Es ist schon makaber, mit dem Tod eines Menschen zu scherzen. Die wohl erzogenen Menschen unter uns wissen und unterlassen das. Betrüger haben im Allgemeinen aber kein Gewissen – und leider funktioniert diese Masche und Sensationsgeilheit einfach zu gut. Aktuell wird wieder mit dem Tod des Ex-Formel-1-Stars Michael Schuhmacher gelockt.

Michael Schumacher ist nicht tot! (schuger/pixabay)
Michael Schumacher ist nicht tot! (schuger/pixabay)

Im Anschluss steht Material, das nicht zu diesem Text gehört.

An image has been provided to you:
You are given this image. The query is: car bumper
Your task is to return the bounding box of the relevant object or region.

Der Fall Michael Schuhmacher

Michael Schuhmacher ist auch den Menschen ein Begriff, die nicht so viel mit der Formel 1 anfangen können. Er ist sieben Mal Weltmeister geworden und fuhr für Ferrari und Mercedes. Als er 2013 zum Skifahren unterwegs war, hatte er einen Unfall und zog sich schwere Kopfverletzungen hinzu. Ob er jemals wieder gesund wird? Eine Frage, die sich all seine Fans und vor allem seine Familie stellen. Es gibt nur sehr wenig Infos, denn der Schutz seiner Privatsphäre war ihm immer sehr wichtig und genau dies wird bisher fortgeführt.

Selbstverständlich sorgt sein Gesundheitszustand für Spekulationen und so mancher hat Angst, dass er doch noch sterben könnte – vor allem, weil man so wenig hört. Das ist ein gefundenes Fressen für Betrüger aller Art, die von Zeit zu Zeit Meldungen heraushauen, in denen es heißt, Michael Schumacher sei gestorben.

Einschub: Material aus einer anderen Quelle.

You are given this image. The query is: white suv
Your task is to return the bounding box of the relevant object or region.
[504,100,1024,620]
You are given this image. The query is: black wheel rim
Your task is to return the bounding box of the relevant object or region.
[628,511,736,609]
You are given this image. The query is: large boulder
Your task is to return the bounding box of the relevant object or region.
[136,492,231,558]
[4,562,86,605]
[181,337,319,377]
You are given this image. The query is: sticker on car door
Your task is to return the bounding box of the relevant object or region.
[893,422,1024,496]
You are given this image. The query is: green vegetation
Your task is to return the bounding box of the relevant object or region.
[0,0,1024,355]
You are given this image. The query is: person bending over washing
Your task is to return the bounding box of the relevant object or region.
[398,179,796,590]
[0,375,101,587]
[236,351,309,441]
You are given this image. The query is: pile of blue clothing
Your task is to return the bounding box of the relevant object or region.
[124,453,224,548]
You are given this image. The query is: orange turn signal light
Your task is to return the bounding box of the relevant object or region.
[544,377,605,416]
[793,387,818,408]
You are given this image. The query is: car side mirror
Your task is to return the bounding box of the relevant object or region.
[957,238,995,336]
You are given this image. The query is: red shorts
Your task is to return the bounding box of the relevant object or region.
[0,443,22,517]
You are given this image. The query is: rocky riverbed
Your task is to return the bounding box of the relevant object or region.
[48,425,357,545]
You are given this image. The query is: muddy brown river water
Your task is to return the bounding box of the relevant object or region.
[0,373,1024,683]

Vorsicht vor Facebook-Falschmeldungen

Gerade auf den sozialen Netzwerken geht die Meldung unheimlich schnell umher, weswegen Sie vorsichtig sein sollten. Die Masche läuft dabei immer gleich ab: Sie möchten wissen, was genau hinter der Meldung steckt und klicken Sie an. Daraufhin werden Sie zu einem falschen Facebook-Login weitergeleitet.

Wenn Sie dort nun Ihre Daten eintragen, haben die Betrüger Ihre Daten, werden umgehend Ihr Passwort ändern und den Account übernehmen. Diese Meldung wird dann fröhlich weiter gepostet, sodass Ihre Freunde auch darauf hereinfallen. Übrigens werden Sie den angeblichen Artikel niemals zu sehen bekommen, dafür aber eine App-Werbung.

Wenn Sie sich von der Seriösität solcher Meldungen überzeugen wollen, checken Sie zunächst die offiziellen Nachrichtenseiten ab.